A violência só abrandou quando foi decretado o recolher obrigatório, uma medida que já não era imposta no país desde 1992, no auge da rebelião curda, e que foi decretada também noutras cinco províncias da região onde os confrontos deixaram um rasto de destruição, morte e uma tensão que o país acreditava pertencer ao passado – testemunhada pelos blindados mandados para patrulhar as ruas de várias localidades. Em Istambul, onde vive uma grande comunidade curda, a noite de violência terminou com a detenção de quase uma centena de pessoas.

O Governo turco não demorou a apontar culpas ao PKK, acusando a guerrilha de usar a comoção gerada pela situação em Kobani para o chantagear. E as imagens de manifestantes a queimar a bandeira turca prometem envenenar ainda mais a opinião pública turca, já pouco convencida dos méritos das negociações que o agora Presidente Recep Erdogan iniciou em 2012 com Abdullah Öcalan para pôr fim a 30 anos de guerra que fizeram mais de 40 mil mortos.

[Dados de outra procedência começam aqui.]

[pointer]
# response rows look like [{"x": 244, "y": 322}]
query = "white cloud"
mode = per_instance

Do lado curdo, a recusa de Ancara em ir em auxílio de Kobani é prova suficiente de que a Turquia prefere ter os jihadistas na sua fronteira (e a lutar contra Assad) do que arriscar qualquer acção que dê força à causa curda. Numa mensagem enviada da prisão e transmitida pelo irmão, o líder da guerrilha fez saber que o Governo tem até 15 de Outubro para relançar as negociações ou todo o processo cairá. “A paz está ameaçada”, avisou o jornal independente Hürriyet.